The title says it all. I messed up on a shot and hit my htumb. It's bruising now? Any tips on what I should do?(for my thumb) Thanks


----------



## dgui (Jan 12, 2010)

If it is the nail it will just take time for it to heal. Meanwhile put a plastic finger splint on it and tape it so you can keep shooting without shooting your thumb directly again. Figure out where you went wrong. Never put your thumb in the center of the forks. Dont ever shoot hex head nuts. Much better to shoot yourself with a smooth round object.


----------



## Dayhiker (Mar 13, 2010)

Shoot hammer-grip until it heals.


----------



## picklepie (May 11, 2010)

No, It wasn't my form that was wrong. I did something so incredibly stupid all of you guys are immediately going to yell at me, but I was practicing ninja-rolling while slingshoting. Yeah, it was dumb.


----------



## Rayshot (Feb 1, 2010)

I am actually laughing thinking about you doing slingshot; tuck, roll, and shoot,Ninja style. And the only thing you can hit is your finger. Hilarious!!!

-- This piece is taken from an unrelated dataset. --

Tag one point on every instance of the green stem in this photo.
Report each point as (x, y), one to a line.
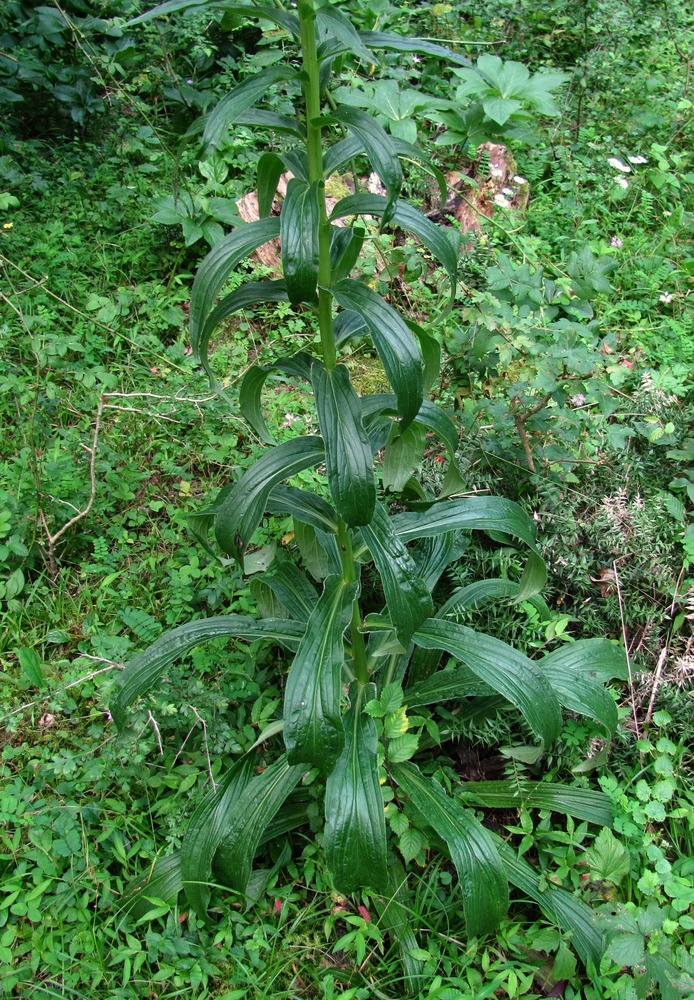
(314, 150)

What makes it funnier is if you are married, explaining the extra large thumb and imagining the look on your wife's face, how ridiculous she thinks you are for playing Ninja. While in front of your wife, chagrin is on your face, though deep inside you are happy as a kid with a popsicle dripping down his fist on a summers day. Oh yeah!!!


----------



## joseph_curwen (Feb 8, 2010)

picklepie said:


> No, It wasn't my form that was wrong. I did something so incredibly stupid all of you guys are immediately going to yell at me, but I was practicing ninja-rolling while slingshoting. Yeah, it was dumb.










:lol:


----------



## hawk2009 (Dec 30, 2009)

That is so funny I can picture you doing it, you didnt get it on video did you it would get a lot of hits if you put it on you tube certainly more than you got lol.


----------



## whipcrackdeadbunny (May 22, 2010)

Ha! even though I think it's hilarious and you deserve to have a sore thumb for a week, because I have a soft spot for Ninja and the martial arts, I will pass on some ancient Roman knowledge; Yarrow root, spit on it, crush it and wrap your thumb in it. It should heal in a couple or three days.
Bye, respect the elders.


----------



## Dayhiker (Mar 13, 2010)

Duuuuude! I don't think it's funny at all -- its AWWWSOME!







Wrap yer dang thumb and keep trying. When you get it down, make us a video.


----------



## Rayshot (Feb 1, 2010)

If we start doing paintball with slingshots Picklepie will be way ahead of us with the fancy maneuvers.


----------



## Fork Hunter (Apr 19, 2010)

Picklepie, Don't let those guys get you down, It takes a bigger man to do something like that and admitt it at this forum than any of these guys are ................................................................................................................................................................................................................................................................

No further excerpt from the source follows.